Its levels cover SELECT, WHERE, ORDER BY, LIMIT and the comparison operators. Joins and aggregate functions are still listed as "in the works."
Good for: a short, cheap detective fix if the free games have not scratched the itch.
Worth knowing: it currently covers less ground than the free SQL Murder Mystery does.
Free SQL learning resources, and what each is good for
Not games, but genuinely useful, and all free.
SQLBolt
SQLBolt is a clean set of interactive lessons, free, no signup, running from SELECT through filtering, joins, NULLs, aggregates, subqueries and set operations. It is one of the few beginner resources that explicitly teaches query execution order, which is a real mark in its favour.
Good for: a tidy, no-nonsense walkthrough of the fundamentals.
Where it stops: no window functions, no CTEs.
SQLZoo
SQLZoo is the old reliable: exercises against real-ish datasets (world countries, Nobel prizes), free, no signup needed. Drier than the games, and the interface shows its age.
Good for: volume. Credit where it is due, it goes further than most free resources, reaching window functions including LAG.
Where it stops: it is a set of exercises, not a path. There is no story, no structure and nothing telling you what to learn next.
Select Star SQL
Select Star SQL is an interactive book, free, no ads, no registration, teaching you against a real dataset (Texas execution records). Roughly 30 minutes a chapter.
Good for: readers. It is the best-written thing on this list.
Where it stops: query structure, aggregations and joins. It ends before window functions.

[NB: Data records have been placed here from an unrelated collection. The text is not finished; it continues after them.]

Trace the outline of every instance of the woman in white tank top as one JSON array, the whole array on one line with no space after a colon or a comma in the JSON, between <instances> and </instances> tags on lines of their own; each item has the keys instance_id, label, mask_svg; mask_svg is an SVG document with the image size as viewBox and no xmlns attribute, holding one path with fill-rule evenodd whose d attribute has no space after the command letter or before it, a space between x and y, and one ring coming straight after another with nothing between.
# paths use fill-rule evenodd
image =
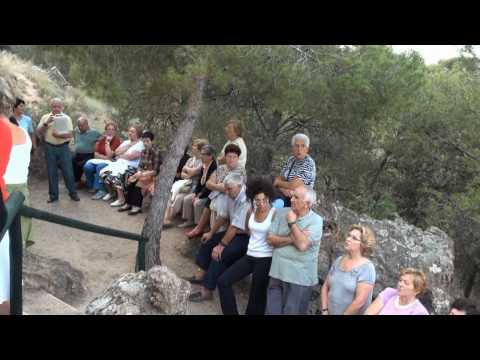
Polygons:
<instances>
[{"instance_id":1,"label":"woman in white tank top","mask_svg":"<svg viewBox=\"0 0 480 360\"><path fill-rule=\"evenodd\" d=\"M273 248L267 242L268 231L275 215L271 199L272 183L256 178L247 184L247 197L254 204L254 211L247 214L250 231L247 254L230 266L218 279L218 292L224 315L238 315L233 284L252 274L246 315L264 315L267 304L268 274L272 263Z\"/></svg>"},{"instance_id":2,"label":"woman in white tank top","mask_svg":"<svg viewBox=\"0 0 480 360\"><path fill-rule=\"evenodd\" d=\"M30 151L32 149L32 142L28 133L14 125L4 117L0 117L0 121L8 125L12 135L12 149L10 151L10 158L3 175L3 179L7 185L8 193L13 191L20 191L19 184L21 181L25 181L28 177L28 166L30 164ZM14 183L12 186L12 182ZM22 191L23 192L23 191ZM28 195L28 189L27 189ZM25 195L26 200L28 199ZM25 201L27 203L27 201ZM29 204L29 202L28 202ZM30 219L31 224L31 219ZM24 227L25 226L25 227ZM24 219L22 217L22 235L25 231L28 231L28 225L24 225ZM0 304L10 299L10 241L8 238L8 232L0 242Z\"/></svg>"},{"instance_id":3,"label":"woman in white tank top","mask_svg":"<svg viewBox=\"0 0 480 360\"><path fill-rule=\"evenodd\" d=\"M24 205L30 206L30 191L28 190L28 167L30 166L30 152L32 140L28 132L23 128L16 128L14 131L22 131L25 134L23 142L14 142L7 170L5 171L5 183L8 193L21 192L25 196ZM21 218L23 245L33 245L32 240L32 219Z\"/></svg>"}]
</instances>

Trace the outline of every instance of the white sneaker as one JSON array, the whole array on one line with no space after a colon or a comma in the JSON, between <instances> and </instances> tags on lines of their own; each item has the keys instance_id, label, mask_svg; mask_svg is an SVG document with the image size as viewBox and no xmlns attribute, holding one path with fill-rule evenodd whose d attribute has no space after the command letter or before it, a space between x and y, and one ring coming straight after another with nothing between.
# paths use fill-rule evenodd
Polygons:
<instances>
[{"instance_id":1,"label":"white sneaker","mask_svg":"<svg viewBox=\"0 0 480 360\"><path fill-rule=\"evenodd\" d=\"M110 204L111 207L119 207L125 205L125 202L121 202L120 200L115 200L113 203Z\"/></svg>"}]
</instances>

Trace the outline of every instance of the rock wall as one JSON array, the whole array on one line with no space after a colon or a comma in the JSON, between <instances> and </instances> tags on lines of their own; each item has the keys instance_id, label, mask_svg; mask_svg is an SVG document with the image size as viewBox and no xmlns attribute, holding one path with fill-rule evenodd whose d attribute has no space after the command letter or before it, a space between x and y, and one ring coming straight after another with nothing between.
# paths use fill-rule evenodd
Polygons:
<instances>
[{"instance_id":1,"label":"rock wall","mask_svg":"<svg viewBox=\"0 0 480 360\"><path fill-rule=\"evenodd\" d=\"M423 231L401 218L375 220L339 204L323 203L317 210L329 224L320 248L321 279L326 278L333 261L343 253L343 241L349 227L361 223L371 227L377 236L376 251L371 257L377 272L374 296L385 287L396 287L398 274L406 267L426 273L435 313L446 313L453 297L459 295L453 276L454 242L442 230L431 227Z\"/></svg>"},{"instance_id":2,"label":"rock wall","mask_svg":"<svg viewBox=\"0 0 480 360\"><path fill-rule=\"evenodd\" d=\"M166 266L147 273L123 274L88 304L89 315L185 315L188 312L189 282Z\"/></svg>"}]
</instances>

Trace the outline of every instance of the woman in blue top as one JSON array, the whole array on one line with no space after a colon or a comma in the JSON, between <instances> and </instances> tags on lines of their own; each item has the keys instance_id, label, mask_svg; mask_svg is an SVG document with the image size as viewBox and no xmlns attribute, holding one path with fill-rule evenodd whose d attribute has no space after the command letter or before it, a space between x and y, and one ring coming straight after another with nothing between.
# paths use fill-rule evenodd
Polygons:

For interview prep specifically
DataLemur and StrataScratch both sell what they should: large banks of real interview questions tagged by company (Google, Meta, Amazon, LinkedIn, Stripe and the rest). StrataScratch advertises over 1,000 challenges across 200+ companies and has a free tier; DataLemur has a free tier plus premium. Both need an account.
Good for: grinding volume once you already know the concepts. If your interview is next week and you can already write a window function, go there.
The catch: a question bank tells you that you got it wrong. It does not teach you why HAVING exists. That is the gap QueryCase fills, and its Career Hub carries interview questions tagged by company (Google, Meta, Amazon and Netflix among them) in a real editor to bridge you across.
All nine run in the browser with nothing to install. Each row was checked against the live site. Schemaverse is left out because its hosted server would not respond; SQL Police Department's joins and aggregates are still listed as in development.
Puzzle or path
That is the real decision on this page.
A puzzle is one story, one hour, one satisfying ending. The good ones are genuinely good, and you should play them. They will teach you that SQL is fun, which is the hardest lesson of all.
A path is what you need the next morning, when you have the taste for it and no idea what rung two is. The distance between "I solved the murder" and "I can write the query my job needs" is GROUP BY, HAVING, window functions, CTEs and knowing the order the thing runs in. Something has to carry you across it, and almost nothing in this category is built to.